I’d say copy this New York Times article to the state freeway building department but no point confusing them with facts in their push to widen the city-dividing concrete gulch of Interstate 30 through downtown Little Rock.
It’s about a six-year, $1.6 billion widening of the 405 freeway through sprawling Los Angeles. The work is done. All better?
“In the long term, it will make no difference to the traffic pattern,” said Marcia Hobbs, who has lived her whole life in Bel Air. “I haven’t noticed substantial cutbacks in traffic. As a matter of fact, I would say it was the opposite.”
Some facts:
Peak afternoon traffic time has indeed decreased to five hours from seven hours’ duration (yes, you read that right) and overall traffic capacity has increased. But congestion is as bad — even worse — during the busiest rush hours of 4:30 to 6:30 p.m., according to a study by the county Metropolitan Transportation Authority.
It’s called induced demand.
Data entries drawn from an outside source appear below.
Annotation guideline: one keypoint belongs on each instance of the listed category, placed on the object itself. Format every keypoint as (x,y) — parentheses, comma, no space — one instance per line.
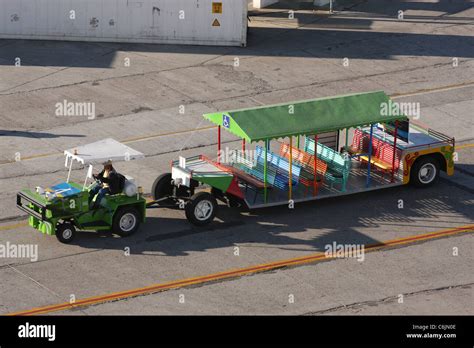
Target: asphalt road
(286,60)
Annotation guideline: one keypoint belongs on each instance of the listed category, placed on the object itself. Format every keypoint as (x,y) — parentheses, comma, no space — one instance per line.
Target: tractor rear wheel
(65,232)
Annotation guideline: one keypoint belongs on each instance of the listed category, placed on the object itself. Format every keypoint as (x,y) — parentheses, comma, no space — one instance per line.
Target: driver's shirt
(106,175)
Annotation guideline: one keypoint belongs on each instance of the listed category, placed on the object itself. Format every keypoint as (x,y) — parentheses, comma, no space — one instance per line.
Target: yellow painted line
(12,227)
(235,273)
(432,90)
(465,146)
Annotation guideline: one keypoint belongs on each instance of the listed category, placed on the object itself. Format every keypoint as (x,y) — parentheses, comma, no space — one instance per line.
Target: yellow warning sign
(217,7)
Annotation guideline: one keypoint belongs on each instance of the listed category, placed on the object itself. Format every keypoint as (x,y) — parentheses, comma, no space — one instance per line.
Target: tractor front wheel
(126,221)
(65,232)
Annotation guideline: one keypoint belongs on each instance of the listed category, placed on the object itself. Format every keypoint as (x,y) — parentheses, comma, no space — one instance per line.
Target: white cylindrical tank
(194,22)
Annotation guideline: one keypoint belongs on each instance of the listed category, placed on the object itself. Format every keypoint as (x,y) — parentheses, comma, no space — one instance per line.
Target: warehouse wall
(206,22)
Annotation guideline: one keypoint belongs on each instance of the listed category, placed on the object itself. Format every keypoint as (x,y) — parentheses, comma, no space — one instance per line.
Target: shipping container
(190,22)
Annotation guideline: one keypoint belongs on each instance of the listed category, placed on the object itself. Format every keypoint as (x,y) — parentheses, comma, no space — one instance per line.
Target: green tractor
(64,208)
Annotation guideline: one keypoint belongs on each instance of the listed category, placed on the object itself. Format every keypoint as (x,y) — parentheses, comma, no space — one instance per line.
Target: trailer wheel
(201,209)
(65,232)
(126,221)
(425,172)
(162,187)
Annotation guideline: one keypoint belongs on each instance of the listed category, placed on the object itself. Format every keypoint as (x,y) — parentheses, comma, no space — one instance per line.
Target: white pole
(69,173)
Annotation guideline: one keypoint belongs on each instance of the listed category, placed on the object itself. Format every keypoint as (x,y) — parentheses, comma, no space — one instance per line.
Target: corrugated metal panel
(146,21)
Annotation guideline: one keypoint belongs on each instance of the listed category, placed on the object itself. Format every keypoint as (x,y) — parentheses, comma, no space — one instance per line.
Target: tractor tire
(201,209)
(425,171)
(65,232)
(126,221)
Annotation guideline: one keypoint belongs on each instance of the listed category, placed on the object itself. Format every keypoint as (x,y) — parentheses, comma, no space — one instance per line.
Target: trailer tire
(201,209)
(162,187)
(65,232)
(425,171)
(126,221)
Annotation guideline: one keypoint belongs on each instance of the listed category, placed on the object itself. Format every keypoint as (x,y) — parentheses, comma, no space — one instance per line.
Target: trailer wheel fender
(425,171)
(201,209)
(162,187)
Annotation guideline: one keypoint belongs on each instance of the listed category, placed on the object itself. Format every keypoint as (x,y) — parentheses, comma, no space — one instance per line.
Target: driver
(109,184)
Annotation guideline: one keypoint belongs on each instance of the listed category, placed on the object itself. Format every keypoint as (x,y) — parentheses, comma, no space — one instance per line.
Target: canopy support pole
(346,144)
(290,179)
(394,150)
(69,172)
(265,190)
(370,154)
(315,183)
(218,144)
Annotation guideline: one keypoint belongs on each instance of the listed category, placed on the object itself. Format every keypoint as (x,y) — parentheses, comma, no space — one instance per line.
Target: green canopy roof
(306,117)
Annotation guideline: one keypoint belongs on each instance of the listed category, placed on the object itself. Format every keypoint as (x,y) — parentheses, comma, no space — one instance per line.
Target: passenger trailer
(267,171)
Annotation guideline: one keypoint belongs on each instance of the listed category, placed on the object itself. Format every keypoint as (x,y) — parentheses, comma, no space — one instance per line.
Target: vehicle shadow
(309,227)
(39,135)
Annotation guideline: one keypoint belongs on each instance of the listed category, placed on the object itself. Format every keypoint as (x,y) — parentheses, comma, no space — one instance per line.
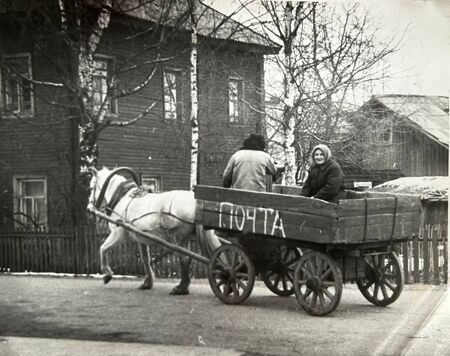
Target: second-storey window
(235,96)
(30,204)
(154,183)
(172,94)
(16,89)
(102,69)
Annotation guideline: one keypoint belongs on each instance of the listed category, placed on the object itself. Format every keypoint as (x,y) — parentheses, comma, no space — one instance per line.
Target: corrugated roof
(427,113)
(429,188)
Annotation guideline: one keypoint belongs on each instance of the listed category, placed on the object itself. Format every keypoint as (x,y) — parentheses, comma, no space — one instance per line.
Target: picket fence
(424,258)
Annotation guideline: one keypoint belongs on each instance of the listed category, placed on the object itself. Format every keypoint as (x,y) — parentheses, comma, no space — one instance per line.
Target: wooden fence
(77,252)
(424,258)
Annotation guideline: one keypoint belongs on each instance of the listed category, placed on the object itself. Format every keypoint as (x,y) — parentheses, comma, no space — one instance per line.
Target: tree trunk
(194,97)
(194,109)
(288,117)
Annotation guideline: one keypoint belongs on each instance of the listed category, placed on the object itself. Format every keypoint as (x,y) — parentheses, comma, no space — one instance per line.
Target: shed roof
(429,114)
(429,188)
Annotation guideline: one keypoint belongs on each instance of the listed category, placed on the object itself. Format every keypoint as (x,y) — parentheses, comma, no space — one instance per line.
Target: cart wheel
(279,277)
(383,281)
(317,283)
(231,274)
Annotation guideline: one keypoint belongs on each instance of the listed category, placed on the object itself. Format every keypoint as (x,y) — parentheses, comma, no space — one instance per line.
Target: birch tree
(78,28)
(286,19)
(334,52)
(194,94)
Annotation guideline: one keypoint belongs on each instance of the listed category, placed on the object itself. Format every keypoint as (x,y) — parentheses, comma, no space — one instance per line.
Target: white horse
(169,215)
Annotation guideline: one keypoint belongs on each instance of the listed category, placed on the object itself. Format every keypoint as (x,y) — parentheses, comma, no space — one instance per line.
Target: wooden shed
(428,255)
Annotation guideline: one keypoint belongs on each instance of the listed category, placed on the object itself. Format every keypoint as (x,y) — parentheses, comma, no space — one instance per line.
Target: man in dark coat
(248,167)
(325,178)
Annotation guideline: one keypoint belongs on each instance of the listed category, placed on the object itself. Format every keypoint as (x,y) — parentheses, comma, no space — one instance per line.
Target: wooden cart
(307,247)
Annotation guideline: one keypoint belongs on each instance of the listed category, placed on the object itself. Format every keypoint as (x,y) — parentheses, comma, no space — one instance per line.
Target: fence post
(426,254)
(405,254)
(435,246)
(416,255)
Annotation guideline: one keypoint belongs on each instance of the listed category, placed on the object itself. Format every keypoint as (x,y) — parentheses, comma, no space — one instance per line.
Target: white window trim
(178,72)
(157,180)
(18,194)
(5,113)
(114,102)
(240,118)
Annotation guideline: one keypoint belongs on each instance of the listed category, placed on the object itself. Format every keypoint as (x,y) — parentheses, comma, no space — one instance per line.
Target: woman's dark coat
(325,181)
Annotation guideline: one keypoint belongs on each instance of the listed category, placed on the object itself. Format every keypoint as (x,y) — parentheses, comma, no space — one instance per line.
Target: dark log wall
(36,145)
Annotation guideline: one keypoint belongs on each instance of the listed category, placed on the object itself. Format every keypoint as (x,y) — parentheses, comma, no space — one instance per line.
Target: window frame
(156,178)
(19,199)
(110,64)
(233,120)
(179,106)
(3,93)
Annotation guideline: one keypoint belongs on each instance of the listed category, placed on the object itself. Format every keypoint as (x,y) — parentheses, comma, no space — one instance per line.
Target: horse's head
(104,182)
(97,181)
Cooler heads have said the conservatively estimated $600 million 30 Gulch project will create still more demand for still wider freeways at newly created chokepoints and funnel more traffic into an area that, in truth, is really busy for only a relatively small morning and afternoon window on business days. But damn them. Pour the concrete!
Spend now, regret later That is happening in Los Angeles, though some defend the project — as 30 Gulch defenders defend our looming project — as making the road safer, if still clogged. And some suburban commuters (think Cabot, Bryant, Conway, Benton) praise the saving of a few minutes of commuting time. Still:
Zev Yaroslavsky, a former member of both the county Board of Supervisors and the Metropolitan Transportation Authority, said the work “made a difference on a number of fronts,” but he called it “the most disruptive project” he had seen during his 40 years in public life here.
“I doubt the project would have been undertaken in the first place if we’d known it would cost $1.6 billion,” said Mr. Yaroslavsky, whose district includes the Sepulveda Pass. “There’s a lot of bad taste in my mouth about this. There were mistakes made all around. It was a nightmare of a project.”
The article notes a parallel with Little Rock criticism of 30 Gulch:
.. improving the capacity of a highway tends to encourage more people to use it instead of, say, making their way across the pass on local streets.
“If you go out there at 5 p.m. on a Friday and look at the delay, anyone in my business could have told you that adding the capacity that they added to the corridor would have little or no effect on delays during that period,” Brian D. Taylor, the director of U.C.L.A.’s Institute of Traffic Studies, said.